The organisations warned the exceptions to transparency were seriously out of line with the Council of Europe Convention on Access to Official Documents, in spite of government saying it had taken the convention into account.
“The Cypriot government cannot claim to have taken the convention into account as it has fundamentally misinterpreted this minimum standard,” said Andreas Pavlou, campaigner at Access Info Europe.
The civil society organisations said five blanket exceptions completely blocking access to unclassified government-held information were not permitted by international and European standards, which required any limits to transparency to be applied only if release of the information would cause harm, unless there is an overriding public interest in disclosure.
“The current text of the Cypriot draft law will make it impossible for the public to find out how much companies will get from the Cypriot government, for example, from procurement contracts.

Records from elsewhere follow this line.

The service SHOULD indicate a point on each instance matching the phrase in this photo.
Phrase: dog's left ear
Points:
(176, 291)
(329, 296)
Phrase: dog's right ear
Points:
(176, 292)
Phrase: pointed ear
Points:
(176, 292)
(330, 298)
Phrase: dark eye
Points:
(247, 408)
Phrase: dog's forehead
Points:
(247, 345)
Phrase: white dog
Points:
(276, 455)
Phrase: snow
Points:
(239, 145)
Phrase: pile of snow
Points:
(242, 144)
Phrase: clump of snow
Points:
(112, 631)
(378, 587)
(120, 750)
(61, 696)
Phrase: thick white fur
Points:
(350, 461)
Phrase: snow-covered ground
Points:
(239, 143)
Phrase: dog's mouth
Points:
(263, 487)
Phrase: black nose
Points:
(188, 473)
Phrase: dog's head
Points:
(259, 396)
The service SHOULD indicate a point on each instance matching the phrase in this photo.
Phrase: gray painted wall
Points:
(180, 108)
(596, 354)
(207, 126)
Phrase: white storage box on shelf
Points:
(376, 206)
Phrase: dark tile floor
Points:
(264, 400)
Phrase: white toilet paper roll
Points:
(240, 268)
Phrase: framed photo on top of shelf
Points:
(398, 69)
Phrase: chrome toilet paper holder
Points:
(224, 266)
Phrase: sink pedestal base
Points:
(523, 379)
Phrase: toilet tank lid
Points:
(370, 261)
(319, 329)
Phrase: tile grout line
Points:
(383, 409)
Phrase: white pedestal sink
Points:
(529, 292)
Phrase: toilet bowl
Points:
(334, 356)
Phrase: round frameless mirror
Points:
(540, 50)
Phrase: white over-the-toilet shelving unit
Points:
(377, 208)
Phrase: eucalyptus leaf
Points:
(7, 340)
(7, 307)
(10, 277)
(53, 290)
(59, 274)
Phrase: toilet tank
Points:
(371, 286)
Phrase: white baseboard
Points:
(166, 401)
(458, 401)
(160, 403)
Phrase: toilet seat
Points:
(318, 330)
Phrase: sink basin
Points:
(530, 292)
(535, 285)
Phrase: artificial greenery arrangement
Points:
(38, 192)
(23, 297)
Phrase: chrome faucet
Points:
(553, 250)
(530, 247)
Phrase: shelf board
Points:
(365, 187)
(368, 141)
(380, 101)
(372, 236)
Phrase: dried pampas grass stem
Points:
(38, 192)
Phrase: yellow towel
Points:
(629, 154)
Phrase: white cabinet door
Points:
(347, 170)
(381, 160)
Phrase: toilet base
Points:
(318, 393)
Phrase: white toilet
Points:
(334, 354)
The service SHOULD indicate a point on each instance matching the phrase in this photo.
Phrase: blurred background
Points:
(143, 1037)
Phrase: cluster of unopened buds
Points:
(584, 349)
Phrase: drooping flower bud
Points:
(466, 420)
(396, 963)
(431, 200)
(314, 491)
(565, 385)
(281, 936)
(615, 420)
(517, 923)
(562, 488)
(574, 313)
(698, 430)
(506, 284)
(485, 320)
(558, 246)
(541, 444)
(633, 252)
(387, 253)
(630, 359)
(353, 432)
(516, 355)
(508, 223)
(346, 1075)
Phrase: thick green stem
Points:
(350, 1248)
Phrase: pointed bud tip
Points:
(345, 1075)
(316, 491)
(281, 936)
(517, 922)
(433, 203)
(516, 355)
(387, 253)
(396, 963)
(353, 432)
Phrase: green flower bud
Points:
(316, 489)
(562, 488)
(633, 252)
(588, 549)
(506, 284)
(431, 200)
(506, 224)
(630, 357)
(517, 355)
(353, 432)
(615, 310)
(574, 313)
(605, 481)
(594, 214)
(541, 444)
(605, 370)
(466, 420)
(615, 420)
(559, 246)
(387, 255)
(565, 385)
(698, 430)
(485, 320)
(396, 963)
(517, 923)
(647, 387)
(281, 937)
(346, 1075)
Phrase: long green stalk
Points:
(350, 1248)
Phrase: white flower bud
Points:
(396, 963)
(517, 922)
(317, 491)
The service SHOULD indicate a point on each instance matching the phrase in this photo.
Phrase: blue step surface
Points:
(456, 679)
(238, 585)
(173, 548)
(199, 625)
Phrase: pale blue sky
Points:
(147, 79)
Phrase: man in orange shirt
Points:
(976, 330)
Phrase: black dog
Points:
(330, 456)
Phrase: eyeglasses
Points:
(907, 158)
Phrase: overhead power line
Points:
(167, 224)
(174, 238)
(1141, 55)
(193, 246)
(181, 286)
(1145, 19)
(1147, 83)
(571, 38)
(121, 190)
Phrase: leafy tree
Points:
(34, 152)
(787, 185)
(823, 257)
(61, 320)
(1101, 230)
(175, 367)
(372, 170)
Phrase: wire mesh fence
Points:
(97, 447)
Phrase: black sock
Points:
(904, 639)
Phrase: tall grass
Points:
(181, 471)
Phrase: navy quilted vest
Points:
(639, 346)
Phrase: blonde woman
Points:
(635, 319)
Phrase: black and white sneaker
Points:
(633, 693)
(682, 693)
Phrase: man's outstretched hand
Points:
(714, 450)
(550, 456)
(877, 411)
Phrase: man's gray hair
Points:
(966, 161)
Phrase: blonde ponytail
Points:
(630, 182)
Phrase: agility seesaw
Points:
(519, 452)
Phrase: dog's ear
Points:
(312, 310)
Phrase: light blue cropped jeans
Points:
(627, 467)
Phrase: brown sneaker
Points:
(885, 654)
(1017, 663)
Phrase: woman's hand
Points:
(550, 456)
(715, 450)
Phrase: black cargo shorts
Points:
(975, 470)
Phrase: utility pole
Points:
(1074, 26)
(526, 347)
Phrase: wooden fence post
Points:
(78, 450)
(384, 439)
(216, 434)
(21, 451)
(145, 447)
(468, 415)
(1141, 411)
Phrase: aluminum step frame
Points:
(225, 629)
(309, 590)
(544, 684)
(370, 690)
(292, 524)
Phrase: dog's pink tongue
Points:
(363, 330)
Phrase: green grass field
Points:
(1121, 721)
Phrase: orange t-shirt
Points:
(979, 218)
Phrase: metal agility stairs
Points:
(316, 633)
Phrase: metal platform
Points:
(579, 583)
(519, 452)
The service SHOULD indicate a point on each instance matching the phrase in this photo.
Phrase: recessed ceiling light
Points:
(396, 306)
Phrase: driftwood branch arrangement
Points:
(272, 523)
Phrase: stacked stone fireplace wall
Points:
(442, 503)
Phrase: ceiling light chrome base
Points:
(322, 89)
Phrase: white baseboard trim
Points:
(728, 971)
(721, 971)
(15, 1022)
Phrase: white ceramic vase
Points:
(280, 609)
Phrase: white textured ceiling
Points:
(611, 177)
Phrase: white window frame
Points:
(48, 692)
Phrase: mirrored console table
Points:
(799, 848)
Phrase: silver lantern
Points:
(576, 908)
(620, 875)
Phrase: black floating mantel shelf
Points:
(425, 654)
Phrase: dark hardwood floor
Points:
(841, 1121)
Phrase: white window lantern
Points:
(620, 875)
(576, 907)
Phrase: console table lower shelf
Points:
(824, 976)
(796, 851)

This makes it even more difficult to prevent misspending of public funds or corruption,” Pavlou added.
Countries such as Greece, the UK, Slovenia, and Slovakia regularly publish the contracts made with private companies, for example to resurface old roads or to supply stationary for a government department.
Recent jurisprudence of the European Court of Human Rights has recognised the right of access to information as an inherent part of Article 10 of the European Convention on Human Rights protection of freedom of expression, which may only be limited in exceptional circumstances.
Cyprus is the only country in Europe (other than Luxembourg) to not have legislation that guarantees the right of access to information.